De goddelijke Liefde is niet altijd herkenbaar, maar steeds aan het werk om de mensen te helpen, alsook al het geestelijke, dat nog onverlost smacht in materiële vorm. Elke verandering is een hulp en daarom moet ook de mens deelnemen aan het omvormen van wat hem als materie omgeeft, wanneer het geen dienend doel vervult. Ook uw liefde voor het onverloste komt daarin tot uitdrukking, dat u het bijstaat in geestelijke nood. En dat zult u kunnen doen, door het dienende mogelijkheden te ontsluiten.
Alles wat u omgeeft lijdt aan kwellingen, als het niet werkzaam kan zijn.

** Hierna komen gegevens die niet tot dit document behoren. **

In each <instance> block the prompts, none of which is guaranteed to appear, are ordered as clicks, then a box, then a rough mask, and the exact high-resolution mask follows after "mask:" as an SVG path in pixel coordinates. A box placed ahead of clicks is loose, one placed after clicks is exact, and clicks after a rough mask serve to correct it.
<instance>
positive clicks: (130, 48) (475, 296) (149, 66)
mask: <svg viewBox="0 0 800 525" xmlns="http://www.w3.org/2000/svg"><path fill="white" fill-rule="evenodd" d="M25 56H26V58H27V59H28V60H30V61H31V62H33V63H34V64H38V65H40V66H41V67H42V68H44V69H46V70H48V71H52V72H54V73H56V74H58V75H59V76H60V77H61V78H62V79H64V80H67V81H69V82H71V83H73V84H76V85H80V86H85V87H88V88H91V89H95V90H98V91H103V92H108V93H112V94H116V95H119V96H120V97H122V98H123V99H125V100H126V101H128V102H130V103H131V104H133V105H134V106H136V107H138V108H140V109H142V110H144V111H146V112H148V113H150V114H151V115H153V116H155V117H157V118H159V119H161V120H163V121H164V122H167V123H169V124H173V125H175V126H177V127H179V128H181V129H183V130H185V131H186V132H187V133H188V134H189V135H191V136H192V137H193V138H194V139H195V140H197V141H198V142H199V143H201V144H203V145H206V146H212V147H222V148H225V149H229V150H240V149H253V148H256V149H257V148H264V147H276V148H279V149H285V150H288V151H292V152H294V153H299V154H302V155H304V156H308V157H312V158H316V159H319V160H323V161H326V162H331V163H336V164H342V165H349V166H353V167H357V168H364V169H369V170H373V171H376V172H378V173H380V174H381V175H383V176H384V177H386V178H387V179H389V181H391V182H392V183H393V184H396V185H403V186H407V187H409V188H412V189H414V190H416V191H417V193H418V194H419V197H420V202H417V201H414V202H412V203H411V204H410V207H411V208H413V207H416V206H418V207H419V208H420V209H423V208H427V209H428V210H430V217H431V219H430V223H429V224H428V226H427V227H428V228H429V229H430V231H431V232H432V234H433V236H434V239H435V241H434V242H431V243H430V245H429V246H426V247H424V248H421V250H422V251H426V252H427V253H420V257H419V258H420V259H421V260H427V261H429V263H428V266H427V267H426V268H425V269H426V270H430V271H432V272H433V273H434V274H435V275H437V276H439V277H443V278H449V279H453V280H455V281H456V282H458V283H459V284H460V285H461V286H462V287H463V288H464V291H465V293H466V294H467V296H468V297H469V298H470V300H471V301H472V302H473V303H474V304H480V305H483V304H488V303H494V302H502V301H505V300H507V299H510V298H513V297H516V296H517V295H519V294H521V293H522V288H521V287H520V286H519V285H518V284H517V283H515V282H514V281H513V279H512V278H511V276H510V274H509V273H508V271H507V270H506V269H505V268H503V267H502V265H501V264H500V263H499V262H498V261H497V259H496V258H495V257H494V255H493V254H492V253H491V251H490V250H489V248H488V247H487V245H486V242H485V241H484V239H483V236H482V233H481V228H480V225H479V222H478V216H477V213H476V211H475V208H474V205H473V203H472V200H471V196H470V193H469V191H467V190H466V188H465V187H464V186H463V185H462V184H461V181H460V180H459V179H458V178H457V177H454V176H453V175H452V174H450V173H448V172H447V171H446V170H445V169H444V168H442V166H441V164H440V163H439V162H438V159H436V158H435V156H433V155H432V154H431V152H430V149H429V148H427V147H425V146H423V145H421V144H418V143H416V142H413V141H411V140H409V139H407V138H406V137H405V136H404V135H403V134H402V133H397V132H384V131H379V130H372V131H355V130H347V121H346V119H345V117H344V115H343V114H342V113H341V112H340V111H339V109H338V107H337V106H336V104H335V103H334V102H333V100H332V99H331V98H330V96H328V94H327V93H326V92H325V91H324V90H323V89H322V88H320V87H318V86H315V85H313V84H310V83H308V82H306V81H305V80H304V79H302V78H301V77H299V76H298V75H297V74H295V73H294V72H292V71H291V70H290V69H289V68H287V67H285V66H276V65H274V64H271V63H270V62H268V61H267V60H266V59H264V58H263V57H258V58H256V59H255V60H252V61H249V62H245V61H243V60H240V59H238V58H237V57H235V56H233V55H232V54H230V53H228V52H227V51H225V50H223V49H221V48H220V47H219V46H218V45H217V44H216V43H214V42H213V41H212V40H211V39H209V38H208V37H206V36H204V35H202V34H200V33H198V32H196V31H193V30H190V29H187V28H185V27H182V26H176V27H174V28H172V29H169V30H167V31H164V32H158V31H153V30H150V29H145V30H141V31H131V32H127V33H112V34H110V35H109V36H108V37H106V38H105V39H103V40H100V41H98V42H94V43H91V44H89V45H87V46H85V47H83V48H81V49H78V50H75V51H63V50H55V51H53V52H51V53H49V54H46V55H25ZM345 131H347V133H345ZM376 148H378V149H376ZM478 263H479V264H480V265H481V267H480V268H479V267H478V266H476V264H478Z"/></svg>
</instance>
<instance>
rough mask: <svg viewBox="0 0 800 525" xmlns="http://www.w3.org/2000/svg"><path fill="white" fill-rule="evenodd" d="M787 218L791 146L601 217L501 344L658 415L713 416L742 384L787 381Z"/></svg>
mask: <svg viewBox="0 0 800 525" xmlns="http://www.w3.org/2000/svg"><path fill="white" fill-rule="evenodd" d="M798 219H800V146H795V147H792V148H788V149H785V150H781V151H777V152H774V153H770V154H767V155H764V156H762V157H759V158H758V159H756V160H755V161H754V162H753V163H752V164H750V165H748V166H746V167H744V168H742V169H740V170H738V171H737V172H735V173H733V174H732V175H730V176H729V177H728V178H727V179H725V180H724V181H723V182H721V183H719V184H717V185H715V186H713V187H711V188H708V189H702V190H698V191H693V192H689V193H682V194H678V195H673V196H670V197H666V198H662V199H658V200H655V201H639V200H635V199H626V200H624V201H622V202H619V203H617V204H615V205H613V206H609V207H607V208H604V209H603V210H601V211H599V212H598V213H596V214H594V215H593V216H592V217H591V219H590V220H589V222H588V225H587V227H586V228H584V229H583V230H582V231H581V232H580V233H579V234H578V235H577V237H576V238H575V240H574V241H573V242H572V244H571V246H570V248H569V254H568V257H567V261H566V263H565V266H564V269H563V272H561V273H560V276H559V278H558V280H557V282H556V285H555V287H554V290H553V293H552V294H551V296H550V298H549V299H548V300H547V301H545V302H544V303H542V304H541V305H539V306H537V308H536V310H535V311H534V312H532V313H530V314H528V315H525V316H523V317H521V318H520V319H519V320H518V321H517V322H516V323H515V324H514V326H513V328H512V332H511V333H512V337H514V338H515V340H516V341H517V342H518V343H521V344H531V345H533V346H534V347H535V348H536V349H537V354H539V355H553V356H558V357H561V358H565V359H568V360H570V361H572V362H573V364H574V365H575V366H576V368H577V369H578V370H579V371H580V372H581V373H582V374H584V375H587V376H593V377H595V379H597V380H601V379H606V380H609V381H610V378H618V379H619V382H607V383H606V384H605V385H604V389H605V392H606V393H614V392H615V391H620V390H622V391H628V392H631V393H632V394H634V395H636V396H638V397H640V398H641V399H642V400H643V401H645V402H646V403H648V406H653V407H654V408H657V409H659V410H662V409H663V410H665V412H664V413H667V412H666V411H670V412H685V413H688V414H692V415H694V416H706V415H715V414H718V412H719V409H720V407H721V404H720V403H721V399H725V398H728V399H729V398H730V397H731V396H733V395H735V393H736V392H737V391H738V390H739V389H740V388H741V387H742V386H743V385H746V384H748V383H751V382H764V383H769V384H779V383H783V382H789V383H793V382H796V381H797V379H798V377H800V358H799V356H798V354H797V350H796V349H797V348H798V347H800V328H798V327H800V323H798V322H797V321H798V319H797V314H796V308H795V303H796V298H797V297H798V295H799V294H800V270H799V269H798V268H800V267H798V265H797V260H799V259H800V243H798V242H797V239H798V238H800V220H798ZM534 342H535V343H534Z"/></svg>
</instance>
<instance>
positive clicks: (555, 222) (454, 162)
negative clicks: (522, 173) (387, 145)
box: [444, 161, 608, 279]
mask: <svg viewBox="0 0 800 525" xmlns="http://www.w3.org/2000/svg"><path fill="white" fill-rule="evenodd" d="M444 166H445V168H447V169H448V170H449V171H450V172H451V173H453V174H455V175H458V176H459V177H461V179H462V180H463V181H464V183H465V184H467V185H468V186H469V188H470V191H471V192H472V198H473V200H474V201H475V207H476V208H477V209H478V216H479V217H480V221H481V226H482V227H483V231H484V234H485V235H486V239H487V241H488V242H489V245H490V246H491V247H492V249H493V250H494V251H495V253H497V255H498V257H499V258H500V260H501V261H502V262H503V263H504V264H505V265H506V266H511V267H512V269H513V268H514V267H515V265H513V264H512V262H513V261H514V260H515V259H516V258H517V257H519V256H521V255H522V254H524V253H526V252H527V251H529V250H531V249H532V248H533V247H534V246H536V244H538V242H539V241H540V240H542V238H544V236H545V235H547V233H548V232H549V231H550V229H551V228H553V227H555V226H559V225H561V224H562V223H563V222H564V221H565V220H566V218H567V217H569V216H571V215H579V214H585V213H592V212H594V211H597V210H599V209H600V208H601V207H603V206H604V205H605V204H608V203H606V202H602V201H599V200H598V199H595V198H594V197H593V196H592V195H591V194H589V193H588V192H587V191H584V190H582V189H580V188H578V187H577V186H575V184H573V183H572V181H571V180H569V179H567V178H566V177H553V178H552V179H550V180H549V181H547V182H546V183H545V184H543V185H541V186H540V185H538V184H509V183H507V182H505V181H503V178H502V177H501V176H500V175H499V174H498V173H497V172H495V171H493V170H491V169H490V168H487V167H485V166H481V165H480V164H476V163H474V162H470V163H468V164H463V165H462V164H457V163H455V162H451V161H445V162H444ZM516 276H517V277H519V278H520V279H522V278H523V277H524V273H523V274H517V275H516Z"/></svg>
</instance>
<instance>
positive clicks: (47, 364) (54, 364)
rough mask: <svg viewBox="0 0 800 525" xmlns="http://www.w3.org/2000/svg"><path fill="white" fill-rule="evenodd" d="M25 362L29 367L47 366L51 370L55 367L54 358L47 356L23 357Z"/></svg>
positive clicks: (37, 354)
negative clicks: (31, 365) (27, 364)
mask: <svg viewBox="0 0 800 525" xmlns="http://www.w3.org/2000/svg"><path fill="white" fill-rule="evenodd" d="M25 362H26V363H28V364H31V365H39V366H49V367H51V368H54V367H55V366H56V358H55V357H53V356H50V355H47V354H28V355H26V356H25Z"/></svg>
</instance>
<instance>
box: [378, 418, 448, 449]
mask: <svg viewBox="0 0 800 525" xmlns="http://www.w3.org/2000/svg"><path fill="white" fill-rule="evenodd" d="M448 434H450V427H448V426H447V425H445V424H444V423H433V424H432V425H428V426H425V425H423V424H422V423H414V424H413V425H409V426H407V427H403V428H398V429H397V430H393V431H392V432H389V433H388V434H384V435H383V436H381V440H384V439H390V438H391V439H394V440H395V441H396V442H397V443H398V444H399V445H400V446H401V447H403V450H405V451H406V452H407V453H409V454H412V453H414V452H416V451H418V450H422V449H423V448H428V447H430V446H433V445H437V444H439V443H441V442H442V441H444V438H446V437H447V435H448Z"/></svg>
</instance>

Want de wil daartoe heeft het en het is steeds op grond van zijn wil ingelijfd in de vorm, die als bestemming een dienende functie heeft. Dus moet de mens ertoe bijdragen, dat het geestelijke niet wordt verhinderd te dienen, om zijn kwellingen niet te verlengen, maar het te helpen vrij te worden uit zijn vorm. Maar het denken en streven der mensen is erop gericht bezit te verkrijgen, rijkdommen te verzamelen. En bijgevolg zal hij slechts een klein deel van zijn materiële bezit naar zijn eigenlijke bestemming toevoeren, terwijl het andere, veel grotere deel van zijn bezit werkeloos blijft, omdat het niet wordt toegelaten dienend bezig te zijn.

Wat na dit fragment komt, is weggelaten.